She goes by many names including Mary Worth, Mary Jane, Mary Lou, Mary Worthington, Mary Whales and Mary Johnson. But you probably know her by another, more fearsome name: Bloody Mary.
Some say that Mary was a witch who, at the height of the infamous Salem Witch Trials, was burned alive and her charred body buried not far from where you are now. Others claim she was a beautiful hitchhiker who was killed not by a hook-handed maniac but instead in a horrific car accident. Before she died — if indeed she did die — she was badly mutilated.
Whatever her otherworldly disposition, in order to meet her you must perform a ritual. It’s a group activity in which members dare each other to perform the ritual, usually alone while others stand guard. The Bloody Mary ritual is what folklorists call a “fear test,” or what most people simply call a dare.
There are many versions of the story, and the details change depending on the location, culture and era of those searching for her.
Jan Harold Brunvand, author of over a dozen books on urban legends, describes the basic story in his “Encyclopedia of Urban Legends:”
A person — often an adolescent girl — is supposed to chant something “a set number of times (3, 10, 50, 100, etc.) while staring into a mirror in a darkened room (often a bathroom) — sometimes lit by candles — in order to summon out of the mirror the avenging spirit of a witch or ghoul.”
Usually the person must repeat the name over and over (“Bloody Mary, Bloody Mary, Bloody Mary…”), though sometimes they must affirm their faith in the ritual they’re performing (as in, “I believe in Bloody Mary…”).
Sometimes Mary only appears after a toilet has been flushed or a candle is blown out. Sometimes a stream of hot rushing water is turned on, adding to the sensation of fear and also fogging the mirror to allow weird images to form. With the darkness, candle and attempt to summon spirits, the Bloody Mary ritual has echoes of a Victorian-era séance.
Mirrors, Meanings, and Magic
The fact that the legend involves a mirror is no accident. Mirrors have been the subject of legend and superstition for millennia.
Mirrors are mythologized as windows into other worlds, a literary device used by countless authors from Lewis Carroll (in “Through the Looking-Glass,” his sequel to his classic “Alice’s Adventures in Wonderland”) to J.K. Rowling’s Harry Potter series.
Of course we all know that broken mirrors bring bad luck, but hundreds of years ago mirrors were customarily covered in the presence of the sick or dying, lest the patient glance in the mirror and see the face of Death in the reflection.

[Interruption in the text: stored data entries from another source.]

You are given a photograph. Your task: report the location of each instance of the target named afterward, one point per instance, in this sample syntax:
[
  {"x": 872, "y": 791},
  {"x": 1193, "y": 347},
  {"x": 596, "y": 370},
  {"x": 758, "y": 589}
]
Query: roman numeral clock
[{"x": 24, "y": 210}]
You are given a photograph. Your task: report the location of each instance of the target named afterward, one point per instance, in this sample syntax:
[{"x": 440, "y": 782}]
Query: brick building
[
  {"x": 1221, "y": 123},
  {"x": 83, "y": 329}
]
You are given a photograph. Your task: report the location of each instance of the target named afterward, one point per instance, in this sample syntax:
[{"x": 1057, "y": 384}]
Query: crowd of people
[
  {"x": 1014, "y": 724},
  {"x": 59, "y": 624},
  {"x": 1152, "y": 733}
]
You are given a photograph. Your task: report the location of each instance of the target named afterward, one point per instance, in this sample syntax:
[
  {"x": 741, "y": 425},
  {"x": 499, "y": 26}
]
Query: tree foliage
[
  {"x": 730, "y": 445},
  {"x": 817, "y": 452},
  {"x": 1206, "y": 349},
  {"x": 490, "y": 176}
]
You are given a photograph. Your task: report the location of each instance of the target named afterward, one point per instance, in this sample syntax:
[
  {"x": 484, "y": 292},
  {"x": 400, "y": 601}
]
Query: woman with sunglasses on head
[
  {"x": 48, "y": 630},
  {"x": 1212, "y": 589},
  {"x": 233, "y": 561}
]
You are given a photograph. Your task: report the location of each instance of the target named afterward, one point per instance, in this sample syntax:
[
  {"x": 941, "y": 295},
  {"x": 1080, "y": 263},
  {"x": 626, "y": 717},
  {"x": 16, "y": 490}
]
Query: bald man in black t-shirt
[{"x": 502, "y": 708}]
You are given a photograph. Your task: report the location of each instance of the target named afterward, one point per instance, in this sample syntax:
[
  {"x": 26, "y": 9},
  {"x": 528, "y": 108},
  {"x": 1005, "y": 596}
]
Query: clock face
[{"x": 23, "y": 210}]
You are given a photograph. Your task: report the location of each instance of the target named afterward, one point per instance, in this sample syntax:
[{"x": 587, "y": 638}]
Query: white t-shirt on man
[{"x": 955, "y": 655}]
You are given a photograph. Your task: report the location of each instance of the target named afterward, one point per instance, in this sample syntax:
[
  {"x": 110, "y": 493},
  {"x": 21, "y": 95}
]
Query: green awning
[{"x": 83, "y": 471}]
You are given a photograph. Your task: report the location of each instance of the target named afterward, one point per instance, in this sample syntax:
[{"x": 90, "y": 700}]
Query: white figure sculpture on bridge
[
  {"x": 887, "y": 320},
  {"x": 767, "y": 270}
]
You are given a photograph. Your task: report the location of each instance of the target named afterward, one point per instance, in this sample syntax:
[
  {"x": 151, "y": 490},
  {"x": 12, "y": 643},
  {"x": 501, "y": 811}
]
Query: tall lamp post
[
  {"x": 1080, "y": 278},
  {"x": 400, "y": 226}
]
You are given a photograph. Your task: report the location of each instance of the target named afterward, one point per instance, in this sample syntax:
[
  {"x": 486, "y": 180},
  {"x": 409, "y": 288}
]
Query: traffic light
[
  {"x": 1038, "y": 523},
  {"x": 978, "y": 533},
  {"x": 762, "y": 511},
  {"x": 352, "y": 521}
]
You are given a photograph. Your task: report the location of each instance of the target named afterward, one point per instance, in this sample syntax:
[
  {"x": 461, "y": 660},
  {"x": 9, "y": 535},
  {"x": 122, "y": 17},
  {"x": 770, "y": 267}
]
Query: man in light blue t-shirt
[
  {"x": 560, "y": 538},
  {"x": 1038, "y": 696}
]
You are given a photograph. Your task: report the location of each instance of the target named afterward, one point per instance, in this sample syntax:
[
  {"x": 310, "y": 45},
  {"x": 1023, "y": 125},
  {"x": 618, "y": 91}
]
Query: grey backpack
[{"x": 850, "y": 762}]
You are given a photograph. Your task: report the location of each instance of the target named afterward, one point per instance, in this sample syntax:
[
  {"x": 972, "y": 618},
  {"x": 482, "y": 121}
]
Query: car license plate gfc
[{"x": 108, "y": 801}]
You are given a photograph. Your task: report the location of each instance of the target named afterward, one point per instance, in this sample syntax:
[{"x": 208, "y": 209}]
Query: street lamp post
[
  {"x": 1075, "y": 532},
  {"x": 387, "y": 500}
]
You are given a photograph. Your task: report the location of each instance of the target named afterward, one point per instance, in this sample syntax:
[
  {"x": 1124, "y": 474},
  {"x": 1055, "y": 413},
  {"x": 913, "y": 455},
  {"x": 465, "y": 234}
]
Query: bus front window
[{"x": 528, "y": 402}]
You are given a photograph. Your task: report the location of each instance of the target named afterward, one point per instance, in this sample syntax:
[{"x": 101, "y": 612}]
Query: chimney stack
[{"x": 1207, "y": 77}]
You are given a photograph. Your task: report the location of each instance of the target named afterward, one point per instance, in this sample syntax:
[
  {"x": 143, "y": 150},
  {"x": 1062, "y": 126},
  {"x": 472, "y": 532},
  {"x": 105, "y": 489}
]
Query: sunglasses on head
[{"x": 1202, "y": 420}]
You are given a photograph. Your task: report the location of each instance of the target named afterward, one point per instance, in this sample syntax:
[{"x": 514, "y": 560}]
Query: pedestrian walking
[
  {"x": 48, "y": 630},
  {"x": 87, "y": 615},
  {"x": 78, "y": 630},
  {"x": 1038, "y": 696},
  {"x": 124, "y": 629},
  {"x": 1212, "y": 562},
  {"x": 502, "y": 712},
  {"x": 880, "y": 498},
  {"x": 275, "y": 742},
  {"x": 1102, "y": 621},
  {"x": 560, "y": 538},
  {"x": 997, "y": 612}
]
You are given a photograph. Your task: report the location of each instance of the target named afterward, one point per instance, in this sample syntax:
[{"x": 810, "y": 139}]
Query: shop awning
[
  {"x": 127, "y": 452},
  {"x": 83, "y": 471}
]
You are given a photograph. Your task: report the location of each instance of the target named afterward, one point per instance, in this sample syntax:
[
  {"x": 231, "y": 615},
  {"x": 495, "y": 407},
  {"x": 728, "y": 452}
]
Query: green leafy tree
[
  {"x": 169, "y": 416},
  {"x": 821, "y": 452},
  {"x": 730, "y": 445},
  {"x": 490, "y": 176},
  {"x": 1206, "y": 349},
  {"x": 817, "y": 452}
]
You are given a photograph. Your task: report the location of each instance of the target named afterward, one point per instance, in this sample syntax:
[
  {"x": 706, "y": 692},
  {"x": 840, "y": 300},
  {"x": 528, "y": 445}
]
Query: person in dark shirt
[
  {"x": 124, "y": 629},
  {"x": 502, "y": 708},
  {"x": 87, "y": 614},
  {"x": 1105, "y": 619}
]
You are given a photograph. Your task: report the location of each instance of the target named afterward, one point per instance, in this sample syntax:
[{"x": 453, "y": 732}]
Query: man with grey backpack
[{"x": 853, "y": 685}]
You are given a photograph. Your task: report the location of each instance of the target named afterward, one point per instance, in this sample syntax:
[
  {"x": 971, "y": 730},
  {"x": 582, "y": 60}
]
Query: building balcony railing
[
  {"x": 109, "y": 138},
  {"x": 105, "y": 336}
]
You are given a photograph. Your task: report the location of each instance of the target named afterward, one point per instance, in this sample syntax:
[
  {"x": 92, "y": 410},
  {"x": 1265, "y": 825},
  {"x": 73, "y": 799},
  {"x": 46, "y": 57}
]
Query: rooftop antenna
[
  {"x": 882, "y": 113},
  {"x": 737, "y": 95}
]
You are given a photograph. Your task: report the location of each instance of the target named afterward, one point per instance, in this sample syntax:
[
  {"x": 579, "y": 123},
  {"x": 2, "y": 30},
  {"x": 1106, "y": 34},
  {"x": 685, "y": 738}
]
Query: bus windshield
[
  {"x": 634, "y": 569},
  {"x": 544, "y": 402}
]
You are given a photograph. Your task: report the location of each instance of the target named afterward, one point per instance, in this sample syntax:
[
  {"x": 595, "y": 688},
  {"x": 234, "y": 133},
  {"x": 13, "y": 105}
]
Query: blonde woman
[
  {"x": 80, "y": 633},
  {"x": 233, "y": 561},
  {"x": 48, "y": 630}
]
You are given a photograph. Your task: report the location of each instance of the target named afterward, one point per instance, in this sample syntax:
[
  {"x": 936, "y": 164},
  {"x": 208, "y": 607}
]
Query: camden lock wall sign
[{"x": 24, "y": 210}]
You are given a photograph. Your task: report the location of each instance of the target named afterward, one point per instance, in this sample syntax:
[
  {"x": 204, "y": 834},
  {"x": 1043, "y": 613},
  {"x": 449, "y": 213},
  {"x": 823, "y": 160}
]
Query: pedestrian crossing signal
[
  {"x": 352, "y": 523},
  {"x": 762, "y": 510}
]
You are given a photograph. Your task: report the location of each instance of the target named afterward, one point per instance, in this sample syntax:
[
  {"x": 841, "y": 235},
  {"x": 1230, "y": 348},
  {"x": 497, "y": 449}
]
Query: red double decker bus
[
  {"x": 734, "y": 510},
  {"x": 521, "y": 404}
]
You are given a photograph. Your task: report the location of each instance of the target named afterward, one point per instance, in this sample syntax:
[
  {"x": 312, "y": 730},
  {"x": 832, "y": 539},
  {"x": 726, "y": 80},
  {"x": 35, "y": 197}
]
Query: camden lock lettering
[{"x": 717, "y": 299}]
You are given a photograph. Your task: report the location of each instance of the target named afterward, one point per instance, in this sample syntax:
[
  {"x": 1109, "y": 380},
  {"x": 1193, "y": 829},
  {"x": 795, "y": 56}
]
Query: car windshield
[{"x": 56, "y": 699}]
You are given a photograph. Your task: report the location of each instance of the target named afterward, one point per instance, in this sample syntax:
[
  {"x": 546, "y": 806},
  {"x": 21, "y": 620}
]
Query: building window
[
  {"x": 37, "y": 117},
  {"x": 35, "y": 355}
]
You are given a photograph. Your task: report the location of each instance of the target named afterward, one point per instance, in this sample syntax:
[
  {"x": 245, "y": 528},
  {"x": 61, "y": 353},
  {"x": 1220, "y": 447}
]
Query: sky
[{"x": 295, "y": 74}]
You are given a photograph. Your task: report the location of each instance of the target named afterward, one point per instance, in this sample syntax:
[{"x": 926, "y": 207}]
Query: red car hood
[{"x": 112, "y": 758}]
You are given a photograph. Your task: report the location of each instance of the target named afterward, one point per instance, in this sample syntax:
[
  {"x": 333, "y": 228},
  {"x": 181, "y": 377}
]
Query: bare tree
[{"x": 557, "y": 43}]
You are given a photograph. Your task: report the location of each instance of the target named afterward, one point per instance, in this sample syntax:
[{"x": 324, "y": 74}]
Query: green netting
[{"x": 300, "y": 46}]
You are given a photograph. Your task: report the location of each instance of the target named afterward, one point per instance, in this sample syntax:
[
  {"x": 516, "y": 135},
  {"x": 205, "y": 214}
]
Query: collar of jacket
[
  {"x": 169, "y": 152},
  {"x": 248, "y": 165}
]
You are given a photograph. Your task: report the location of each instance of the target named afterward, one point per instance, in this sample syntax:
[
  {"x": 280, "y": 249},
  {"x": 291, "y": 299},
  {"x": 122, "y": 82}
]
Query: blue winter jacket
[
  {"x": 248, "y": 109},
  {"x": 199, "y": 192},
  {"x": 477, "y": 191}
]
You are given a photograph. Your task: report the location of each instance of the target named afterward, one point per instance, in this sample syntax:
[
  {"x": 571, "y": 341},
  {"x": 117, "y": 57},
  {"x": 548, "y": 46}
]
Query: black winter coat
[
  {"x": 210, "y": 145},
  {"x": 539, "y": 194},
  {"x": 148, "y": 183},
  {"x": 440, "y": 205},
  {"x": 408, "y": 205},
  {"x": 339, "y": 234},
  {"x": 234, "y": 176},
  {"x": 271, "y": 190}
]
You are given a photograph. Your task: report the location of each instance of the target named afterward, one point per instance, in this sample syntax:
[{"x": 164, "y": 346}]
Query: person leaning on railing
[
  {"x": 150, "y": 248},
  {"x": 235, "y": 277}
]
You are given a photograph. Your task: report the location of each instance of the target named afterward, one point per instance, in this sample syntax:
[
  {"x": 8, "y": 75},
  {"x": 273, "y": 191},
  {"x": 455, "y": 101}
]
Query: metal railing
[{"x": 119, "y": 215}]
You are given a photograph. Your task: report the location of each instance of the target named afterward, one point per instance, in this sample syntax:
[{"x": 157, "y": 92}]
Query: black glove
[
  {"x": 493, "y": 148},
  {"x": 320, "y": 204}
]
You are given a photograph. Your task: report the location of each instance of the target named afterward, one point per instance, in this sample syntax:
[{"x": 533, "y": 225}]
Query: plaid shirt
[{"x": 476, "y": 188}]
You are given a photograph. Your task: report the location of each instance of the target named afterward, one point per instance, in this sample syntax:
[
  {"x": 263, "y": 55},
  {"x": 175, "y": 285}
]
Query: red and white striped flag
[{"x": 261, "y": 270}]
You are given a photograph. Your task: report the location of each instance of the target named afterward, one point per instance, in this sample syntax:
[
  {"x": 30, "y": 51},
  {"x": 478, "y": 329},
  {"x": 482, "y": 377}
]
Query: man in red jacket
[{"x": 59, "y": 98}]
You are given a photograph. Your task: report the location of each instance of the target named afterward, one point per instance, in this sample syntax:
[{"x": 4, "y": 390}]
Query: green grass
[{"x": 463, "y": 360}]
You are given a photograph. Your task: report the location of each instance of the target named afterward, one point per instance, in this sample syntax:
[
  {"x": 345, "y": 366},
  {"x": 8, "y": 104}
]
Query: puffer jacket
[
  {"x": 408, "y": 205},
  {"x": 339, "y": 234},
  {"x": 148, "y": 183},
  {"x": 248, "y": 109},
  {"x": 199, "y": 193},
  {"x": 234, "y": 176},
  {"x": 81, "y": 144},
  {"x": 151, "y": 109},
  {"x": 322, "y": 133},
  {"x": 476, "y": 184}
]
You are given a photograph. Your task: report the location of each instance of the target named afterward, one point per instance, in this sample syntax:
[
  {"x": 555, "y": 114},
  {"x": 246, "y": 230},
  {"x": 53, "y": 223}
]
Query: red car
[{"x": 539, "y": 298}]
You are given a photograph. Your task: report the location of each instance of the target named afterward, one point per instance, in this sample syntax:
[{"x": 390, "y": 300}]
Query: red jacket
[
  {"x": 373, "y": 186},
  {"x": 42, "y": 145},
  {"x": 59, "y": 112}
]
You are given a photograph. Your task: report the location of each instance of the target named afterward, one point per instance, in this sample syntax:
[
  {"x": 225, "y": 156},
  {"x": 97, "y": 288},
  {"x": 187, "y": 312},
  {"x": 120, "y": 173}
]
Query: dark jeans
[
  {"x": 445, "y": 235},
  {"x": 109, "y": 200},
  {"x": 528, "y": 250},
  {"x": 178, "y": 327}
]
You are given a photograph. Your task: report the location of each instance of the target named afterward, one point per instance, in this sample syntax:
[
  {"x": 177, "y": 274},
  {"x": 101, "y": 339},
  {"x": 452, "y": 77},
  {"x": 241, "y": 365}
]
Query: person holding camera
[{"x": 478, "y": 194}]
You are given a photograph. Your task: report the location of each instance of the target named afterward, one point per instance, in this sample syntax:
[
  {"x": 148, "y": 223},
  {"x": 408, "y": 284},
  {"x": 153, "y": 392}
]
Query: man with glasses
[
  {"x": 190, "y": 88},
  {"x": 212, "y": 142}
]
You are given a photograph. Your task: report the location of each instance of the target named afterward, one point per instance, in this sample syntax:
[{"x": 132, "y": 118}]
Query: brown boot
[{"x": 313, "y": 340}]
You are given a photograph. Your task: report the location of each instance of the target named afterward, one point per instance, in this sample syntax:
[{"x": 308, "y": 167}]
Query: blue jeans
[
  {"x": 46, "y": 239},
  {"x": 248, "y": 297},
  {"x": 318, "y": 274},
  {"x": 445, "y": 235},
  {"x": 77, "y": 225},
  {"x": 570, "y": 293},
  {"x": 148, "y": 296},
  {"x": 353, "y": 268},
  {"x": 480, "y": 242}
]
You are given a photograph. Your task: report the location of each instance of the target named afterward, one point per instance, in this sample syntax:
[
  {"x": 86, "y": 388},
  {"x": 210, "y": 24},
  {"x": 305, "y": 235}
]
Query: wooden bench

The meaning behind the urban legend is also murky. Folklorist Alan Dundes, writing in the journal “Western Folklore,” adopts a Freudian take. Noting that the action always occurs in a bathroom, sometimes involves a toilet, and often includes the sudden appearance of blood, Dundes argues that the Bloody Mary ritual is associated with the onset of menstruation and is a form of ritual initiation to womanhood for many teen girls.
Others are not convinced. Folklorist Gail de Vos, writing in “What Happens Next? Contemporary Urban Legends and Popular Culture” notes that “despite Dundes’s emphasis on the young females performing the ritual, I have discovered that players of the ritual included both genders.” At the very least, it’s an enjoyable bonding ritual for many teens and pre-teens.
Some people associate Bloody Mary with the legend of La Llorona, the weeping woman of Hispanic lore who drowned her babies and searches endlessly for their souls, calling out in the darkness.
Others say it traces back to Mary I, Queen of England, infamous for her persecution of Protestants.
As with most urban legends, trying to pin down an exact origin is futile. In any event it has been around for decades and is here to stay in one form or another.
An updated version of the Bloody Mary legend was made into the horror film series “Candyman,” and Investigation Discovery has a new special about female murderers called “Bloody Marys” airing Halloween night.
What Could Go Wrong?
So what happens when Mary is summoned? Most people chicken out long before the final syllable is spoken, running out of the darkened bathroom with a semi-serious shriek. But what if you are brave enough to actually complete the ritual? There are rumors that some have survived to tell the tale….
Most often, it is said that the image of Mary will simply appear in the mirror, dripping with blood. Others say that you will see your own reflection, but blood will begin to drip from the top of the mirror, so it looks like you are covered in blood. Still others say that Mary will suddenly appear in the mirror, then lunge out and scratch your face, leaving deep bloody claw marks.
Others insist that if you see Mary in the mirror she won’t hurt you immediately, but she will follow you home and haunt you.
The truth is that, after researching the subject extensively, interviewing paramedics who have seen Bloody Mary’s gory handiwork first-hand — and also grisly autopsy results — I have a pretty good idea what happens when Bloody Mary attacks. But it’s so disturbing and horrible that my editors will not allow me to describe it. You’ll just have to try it yourself… If you dare.
Note: Discovery News, Discovery Communications, and all affiliated companies expressly disavow any harm that may result from enacting any rituals described in this piece. Readers who summon Bloody Mary do so at their own risk.